I am someone who doesn’t like to sit still, physically or metaphorically. I thrive when I have a lot of balls in the air and don’t know how I’m going to get it all done. I perform well under pressure and multi-task better than than most.
As August came to a close, work was insanely busy and business travel wouldn’t let up. We were buying a single family home and fixing, listing and selling our over-stuffed-condo. We had other-worldly life events that had taken on life of their own making for relentless scheduling, appointments and stress. Plus I was planning a surprise party for my wife’s 40th Birthday and a 10-day trip to Portugal in September too. It was a lot even for this self-proclaimed multi-tasker.
But on September 1st, the universe put my self-righteous multi-tasking into question and sent us a blow to the gut that doubled us over.
Our sister-in-law Judy who was just 44 and Mom to our 6-year-old nephew suffered a massive heart attack and died 36 hours later.
Suddenly the world came to a stop.
My wife and I were on a plane to LA for her services and, as the work emails and realtor calls kept coming in, all we could think about was, none of it fucking mattered.
Because whether it is your life or the one you love, one day it is here and the next it is so unequivocally gone.
Now that Stresstember has to come close, Thanksgiving is around the corner and we’ve settled into our new home, our Saturdays are once again filled with a whole host of other first-world to-do lists. But now is as good as any time to recognize how fortunate we are to have friends, family and pets who, without their presence, life seems unimaginable.
So this Saturday before Thanksgiving I’ll take a break from the to-dos to reflect on our amazing life and ask myself what I would do if tomorrow were one my last.
Would I work harder than I have to create make things that make a difference? Absolutely.

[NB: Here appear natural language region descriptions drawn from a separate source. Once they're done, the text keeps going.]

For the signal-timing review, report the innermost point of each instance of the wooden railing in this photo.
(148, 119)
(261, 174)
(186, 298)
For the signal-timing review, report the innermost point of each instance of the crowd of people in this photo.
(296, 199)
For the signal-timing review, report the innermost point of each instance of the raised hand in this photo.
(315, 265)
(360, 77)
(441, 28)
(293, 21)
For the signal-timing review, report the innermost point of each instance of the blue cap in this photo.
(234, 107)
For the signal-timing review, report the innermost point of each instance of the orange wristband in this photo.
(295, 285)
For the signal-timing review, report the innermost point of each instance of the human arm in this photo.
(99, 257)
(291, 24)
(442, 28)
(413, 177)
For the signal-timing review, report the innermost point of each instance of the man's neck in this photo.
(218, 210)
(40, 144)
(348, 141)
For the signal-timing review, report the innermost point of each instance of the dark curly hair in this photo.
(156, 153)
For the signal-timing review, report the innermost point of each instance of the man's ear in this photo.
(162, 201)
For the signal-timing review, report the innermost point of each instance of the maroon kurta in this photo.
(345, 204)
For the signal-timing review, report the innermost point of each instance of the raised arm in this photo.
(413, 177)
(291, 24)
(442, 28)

Would I go for a walk at lunch rather than answering every email in record time? Fuck yes.
Would I read more, rest more and eat more salad? Yes to all of the above.

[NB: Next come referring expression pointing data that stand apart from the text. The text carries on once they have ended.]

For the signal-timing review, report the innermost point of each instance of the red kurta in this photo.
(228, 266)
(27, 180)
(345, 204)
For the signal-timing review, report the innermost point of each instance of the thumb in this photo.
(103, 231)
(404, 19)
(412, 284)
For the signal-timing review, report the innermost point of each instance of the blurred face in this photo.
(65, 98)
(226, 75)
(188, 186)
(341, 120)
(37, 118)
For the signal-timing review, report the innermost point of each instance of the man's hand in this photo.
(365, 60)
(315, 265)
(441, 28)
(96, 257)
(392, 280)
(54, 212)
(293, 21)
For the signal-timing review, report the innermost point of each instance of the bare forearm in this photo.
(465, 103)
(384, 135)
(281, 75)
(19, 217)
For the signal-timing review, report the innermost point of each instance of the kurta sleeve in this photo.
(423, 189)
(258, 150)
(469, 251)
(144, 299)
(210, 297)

Would I say thank you to the janitor every night when she empties my trash? Always.
Would I say a prayer to God, wherever she is, thanking her for all that I’ve got. Yes, and I hope to get better at this.
Would I tell my wife, my Mom, my best friend, my brother, my dog and every one of my lifelines that I love them every time like it might be my last time? You damn well better believe it.
So this Thanksgiving, let’s be thankful for every day of life because it is the only one we’ve got. And let’s love it like there’s no tomorrow.